3) Because beetles like grapes, place some grape juice in a separate container in the middle of a pan that has soapy water in it. Place this at least 25' from the plant beetles are on. They will find grape juice easily.

4) One Geranium, Geranium maculatum,
is poisonous to beetles. When beetles chew on them, they die. This is a perennial wildflower found more predominately along the middle to eastern portions of North America. Consider planting geranium maculatum close to Japanese beetle infested plants or in a natural garden where butterflies can enjoy a meal.

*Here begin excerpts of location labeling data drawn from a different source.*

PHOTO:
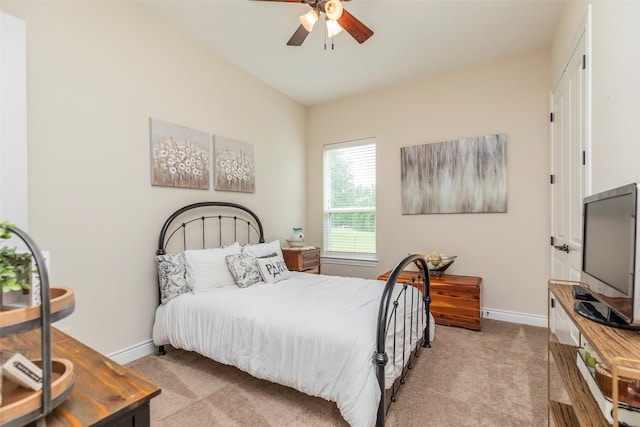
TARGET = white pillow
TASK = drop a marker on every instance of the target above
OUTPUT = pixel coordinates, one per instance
(207, 268)
(263, 249)
(273, 269)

5) During mating season grab a plastic bag and pour 1-2 teaspoons of rose-anise or fennel oil (found at craft or health food stores) to attract beetles. Japanese beetles are also drawn to yellow. Roll yellow construction or craft paper into a funnel and tape bottom of funnel into the bag. Hang funnel and bag about 25 feet from plants to lure them in.

6) Because eggs and young grubs need moisture, late summer is when females lay eggs. Avoid watering lawn in effected area during these times to avoid larva from hatching.

7) Plants that Japanese beetles won't fly to include Garlic, Rue, Tansy, Larkspur and White Geraniums. So when planting consider putting vegetation that they won't go near next plants they do enjoy.

Other preventitive actions include:

For Japanese beetle grubs use Milky Spore Disease (Bacillus popilliae).
    This is a natural bacteria that controls grubs, not harming any other soil life or mammal's. It is purchased in granular form and it's effects can last up to 15 years. Read directions - See suppliers of organic products and gardening centers.

    Milky Spore usually takes a few years to take effect, so you may need alternatives until this time.

More intense control methods:

1) Spray plants attacked by beetles with Rotenone. This is an odorless, colorless broad-spectrum insecticide that can be found at many garden supply stores. Read instructions well.

2) Neem - This is an organic pesticide made from seeds of the tropical Neem tree and a more expensive alternative. Good for repelling many insects, including Aphids and mealy bugs, It suppresses feeding and molting. It is not harmful to soil life or mammals but too much can be harmful to beneficial pollinators. Read instructions carefully. Found at suppliers of organic products and some garden centers.

3) Pyrethrins, derived from a species of Chrysanthemum, will attack pests nervous system. Use the natural pyrethrins and not synthetic, non-organic, which are called pyrethroids.

This is the stuff you use when all else fails. This organic pesticide can harm many beneficial insects. Use when populations are out of control. Like Neem, pyrethrins combat many destructive pests but also many beneficial insects. Found at suppliers of organic products and some
garden centers.

Biological control:

1) Parasitic Wasp - A beneficial nematode, or microscopic roundworm. Nematodes can be both beneficial or detrimental. Some species of beneficial nematodes can be purchased.

It is important to read directions carefully and apply the proper species of nematode best suited for your needs. In this case - Japaneese Beetles. Must re-apply parasitic wasp every spring.

It's a lot to take in but also a good place to start if you may find yourself having Japanese Beetle problems. Happy springtime!
It's time to get out and clean our gardens. Yeah!